I've thought about you and Mr OF a lot since reading your post. We're waiting on a diagnosis for my dad and reading of your strength and love was so moving. It really touched me.
What a lovely post , I felt as if I was on the run with you the way you described it. Congratulations on your 4 years of running that is an amazing achievement . Good luck with your HM and best wishes to Mr OF. He is very lucky to have you.
So sorry to hear this news Floss.May you continue to find the strength in your running at this difficult time.You have given so much to all on this forum and we know your much loved husband is in your excellent care.With every best wish to you and your family in coping with this unwelcome challenge.
A beautiful and moving post, and I send all best wishes to you and your man, and my thanks for the advice you gave me early on, and the inspiration. Here’s to many more runs with our virtual buddies invisibly at our sides!
I hope you heard me cheering from the. ouch?

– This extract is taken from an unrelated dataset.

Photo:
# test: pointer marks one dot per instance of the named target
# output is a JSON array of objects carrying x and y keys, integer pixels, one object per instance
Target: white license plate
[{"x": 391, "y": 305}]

Floss that was beautiful to read, everything about running and as we get older the wonder of being able to was in your writing
Wishing Mr OF slow progress in his journey, and you strength to support him with it
I am so glad you ran today and the weather was near perfect for you
Beautifully written as ever Floss; what we do and why many of us do it, and how it makes us feel and how running helps people to get through. Spring is not far away.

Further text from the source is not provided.